L’instabilité comme philosophie de gouvernance
Cette agitation n’est pas le fruit du hasard, mais un système de gouvernance. En France, gouverner signifie montrer qu’on agit, même dans le désordre. Chaque majorité souhaite sa « réforme emblématique », chaque ministre désire laisser sa marque dans le Journal officiel. Peu importe si cela obscurcit la visibilité pour les entreprises : l’essentiel est le message politique, la posture morale. Cela détruit la confiance, le moteur fondamental de l’économie. Lorsque les règles changent constamment, les investisseurs se retirent, les entrepreneurs font de leur mieux pour s’adapter, et les créateurs se taisent. Lorsque seuls des gestionnaires inquiets restent, il n’y a plus ni croissance, ni emplois, ni vitalité. Cette instabilité continue est également le reflet d’une défaillance politique plus profonde. Nos dirigeants ont abandonné la cohérence au profit de la réaction. Agir est devenu une fin en soi. Les réformes ne visent plus à améliorer la situation, mais à communiquer. Le véritable courage politique serait de ne rien changer pendant une décennie, d’offrir un cadre fiscal stable, de restaurer la confiance. Toutefois, cela exige de surmonter la tentation de satisfaire chaque crise médiatique. Or, notre classe politique a perdu cette capacité.
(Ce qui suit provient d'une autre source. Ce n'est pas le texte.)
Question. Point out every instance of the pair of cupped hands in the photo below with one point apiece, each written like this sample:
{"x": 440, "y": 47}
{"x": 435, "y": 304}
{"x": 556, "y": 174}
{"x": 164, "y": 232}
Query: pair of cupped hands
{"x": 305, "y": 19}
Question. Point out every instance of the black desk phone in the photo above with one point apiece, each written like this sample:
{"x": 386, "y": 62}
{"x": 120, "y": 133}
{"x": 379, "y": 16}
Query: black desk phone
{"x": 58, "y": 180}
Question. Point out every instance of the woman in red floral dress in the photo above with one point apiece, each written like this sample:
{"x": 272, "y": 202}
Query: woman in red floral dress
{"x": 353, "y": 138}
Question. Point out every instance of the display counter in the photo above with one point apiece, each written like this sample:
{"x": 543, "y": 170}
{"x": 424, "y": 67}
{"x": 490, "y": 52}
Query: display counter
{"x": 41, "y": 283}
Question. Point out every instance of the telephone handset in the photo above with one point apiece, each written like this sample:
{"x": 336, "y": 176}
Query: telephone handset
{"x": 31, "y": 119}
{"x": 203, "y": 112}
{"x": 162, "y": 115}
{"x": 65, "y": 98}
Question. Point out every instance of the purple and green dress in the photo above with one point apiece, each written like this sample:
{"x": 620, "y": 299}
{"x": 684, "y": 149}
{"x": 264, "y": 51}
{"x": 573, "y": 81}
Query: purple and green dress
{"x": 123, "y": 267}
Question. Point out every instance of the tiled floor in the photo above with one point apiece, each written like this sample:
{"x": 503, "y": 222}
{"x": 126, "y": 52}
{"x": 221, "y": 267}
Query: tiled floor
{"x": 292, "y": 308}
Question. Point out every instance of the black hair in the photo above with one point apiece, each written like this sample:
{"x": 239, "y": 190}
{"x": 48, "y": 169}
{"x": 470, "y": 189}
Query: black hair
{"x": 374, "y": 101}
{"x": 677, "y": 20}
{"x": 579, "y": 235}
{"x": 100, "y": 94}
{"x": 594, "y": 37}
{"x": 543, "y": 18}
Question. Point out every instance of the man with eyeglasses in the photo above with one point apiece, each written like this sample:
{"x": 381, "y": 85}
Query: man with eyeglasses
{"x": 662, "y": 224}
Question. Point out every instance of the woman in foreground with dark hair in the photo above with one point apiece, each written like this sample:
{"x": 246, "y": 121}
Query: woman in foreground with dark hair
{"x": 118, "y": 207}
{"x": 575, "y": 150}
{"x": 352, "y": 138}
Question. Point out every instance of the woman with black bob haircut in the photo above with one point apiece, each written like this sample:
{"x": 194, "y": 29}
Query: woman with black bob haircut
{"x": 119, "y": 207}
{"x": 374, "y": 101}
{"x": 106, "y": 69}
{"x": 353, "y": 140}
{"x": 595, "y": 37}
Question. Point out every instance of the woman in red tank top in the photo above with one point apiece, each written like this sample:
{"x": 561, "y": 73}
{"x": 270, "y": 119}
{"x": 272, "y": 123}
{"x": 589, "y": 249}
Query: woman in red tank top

Une économie marquée par la peur
Le résultat est palpable : une économie tendue, où l’énergie créative se transforme en timidité. Les entrepreneurs ne rêvent plus, ils se protègent. Les investisseurs ne planifient plus, ils attendent avec angoisse la prochaine déclaration ministérielle, le prochain article du projet de loi de finances, ou le prochain « ajustement technique » qui engendre des millions d’euros de coûts. Cette peur structurelle est la taxe la plus délétère : elle est invisible, mais elle asphyxie tout. Ce pays, historiquement producteur de générations d’ingénieurs, d’artisans, de bâtisseurs et d’entrepreneurs, en vient à produire des formulaires. L’énergie qui devrait alimenter la croissance est détournée vers des démarches administratives. On a troqué la liberté contre la procédure, l’esprit d’entreprise contre l’esprit de conformité. C’est là le véritable déclin français.
Le retour au bon sens
Il est grand temps de mettre un terme à cette fuite en avant. Il est essentiel de rappeler une vérité simple : la stabilité n’est pas synonyme d’immobilisme, mais plutôt la condition sine qua non de la confiance. Et la confiance est le carburant indispensable à l’économie. Tant que nous continuerons à gouverner par réflexe, à légiférer sous l’émotion, à taxer par impulsion idéologique, nous condamnerons notre pays à la stagnation. La France n’a pas besoin d’une énième réforme fiscale, mais plutôt d’un moratoire sur l’hyper-législation. Elle nécessite du souffle, de la clarté, de la régularité. Et surtout, elle a besoin qu’on cesse de considérer la réussite comme un délit. Ce pays doit choisir : s’auto-punir au nom d’une justice illusoire, ou renouer avec le bon sens qui rappelle qu’il est impossible de bâtir durablement dans l’instabilité. Ce bon sens consiste simplement à permettre aux Français de travailler, de créer, d’investir et de transmettre sans être soumis à une terreur fiscale constante. Tout le reste n’est que discours superflu.